Exploratory
Search…
⌃K

# Calculate tf-idf

## How to Access This Feature

### From + (plus) Button

You can access it from 'Add' (Plus) button. "Text Mining..." -> "Calculate TF-IDF".

## How to Use?

• Select a column as document id - A column considered as document id. If you run do_tokenize beforehand, this can be document_id.
• Select a column that has tokenized text - Set a column that has tokens. This is "token" column if it's tokenized by do_tokenize function.
• TF Weight (Optional) - The default is "raw".
• "raw" is count of a term in a document.
• "binary" is if it exists or not. If it exists, it is 1 and if not, it is 0.
• "log_scale" is `1+log(count of a term in a document)`.
• IDF Log Scale Function (Optional) - The default is log. This is a function to suppress the increase of idf value. Idf is calculated by `log_scale_function((the total number of documents)/(the number of documents which have the token))`. It's how rare the token is in the set of documents.
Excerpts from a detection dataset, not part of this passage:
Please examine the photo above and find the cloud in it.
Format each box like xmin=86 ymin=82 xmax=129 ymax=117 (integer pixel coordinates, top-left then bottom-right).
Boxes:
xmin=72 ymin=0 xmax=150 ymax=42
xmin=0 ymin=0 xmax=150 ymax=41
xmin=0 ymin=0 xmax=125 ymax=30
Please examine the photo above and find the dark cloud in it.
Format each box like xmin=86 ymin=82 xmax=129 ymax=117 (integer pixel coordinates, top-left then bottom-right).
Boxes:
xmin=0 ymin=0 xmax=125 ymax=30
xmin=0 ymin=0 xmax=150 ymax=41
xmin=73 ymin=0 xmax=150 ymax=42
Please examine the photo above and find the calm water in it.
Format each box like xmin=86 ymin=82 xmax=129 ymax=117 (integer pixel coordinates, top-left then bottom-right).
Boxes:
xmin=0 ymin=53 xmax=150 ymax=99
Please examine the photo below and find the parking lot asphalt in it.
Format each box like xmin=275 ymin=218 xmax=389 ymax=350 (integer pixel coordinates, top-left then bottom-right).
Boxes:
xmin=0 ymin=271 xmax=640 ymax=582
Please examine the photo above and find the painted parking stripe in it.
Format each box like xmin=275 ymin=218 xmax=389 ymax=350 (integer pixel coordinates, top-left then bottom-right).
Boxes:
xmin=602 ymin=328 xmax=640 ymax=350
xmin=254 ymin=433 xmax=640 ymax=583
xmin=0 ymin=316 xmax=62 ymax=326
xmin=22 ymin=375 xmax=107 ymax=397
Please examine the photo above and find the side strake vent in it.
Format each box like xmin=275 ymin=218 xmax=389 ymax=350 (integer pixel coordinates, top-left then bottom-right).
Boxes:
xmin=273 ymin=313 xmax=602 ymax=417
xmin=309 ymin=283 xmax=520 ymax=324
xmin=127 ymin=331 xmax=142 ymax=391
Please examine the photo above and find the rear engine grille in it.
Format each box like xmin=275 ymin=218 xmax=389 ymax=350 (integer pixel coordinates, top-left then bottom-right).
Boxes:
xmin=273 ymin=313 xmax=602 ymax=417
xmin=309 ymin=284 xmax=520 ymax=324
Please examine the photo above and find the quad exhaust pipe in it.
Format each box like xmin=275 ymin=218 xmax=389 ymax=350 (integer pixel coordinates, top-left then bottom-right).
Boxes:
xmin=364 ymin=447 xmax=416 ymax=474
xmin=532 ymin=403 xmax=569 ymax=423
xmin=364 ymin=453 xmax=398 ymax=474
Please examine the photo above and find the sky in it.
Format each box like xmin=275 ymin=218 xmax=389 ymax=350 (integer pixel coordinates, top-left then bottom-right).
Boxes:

It might be worth trying log2 or log10. log2 increases the value more easily and log10 increases it more slowly.
• Normalization (Optional) - The default is l2. How to normalize the tfidf vector.
• "l2" is normalization that Euclidean distance of the tfidf vector for a document becomes 1.
• "l1" is normalization that Manhattan distance (sum of values) of the tfidf vector for a document becomes 1.
• FALSE doesn't normalize the result.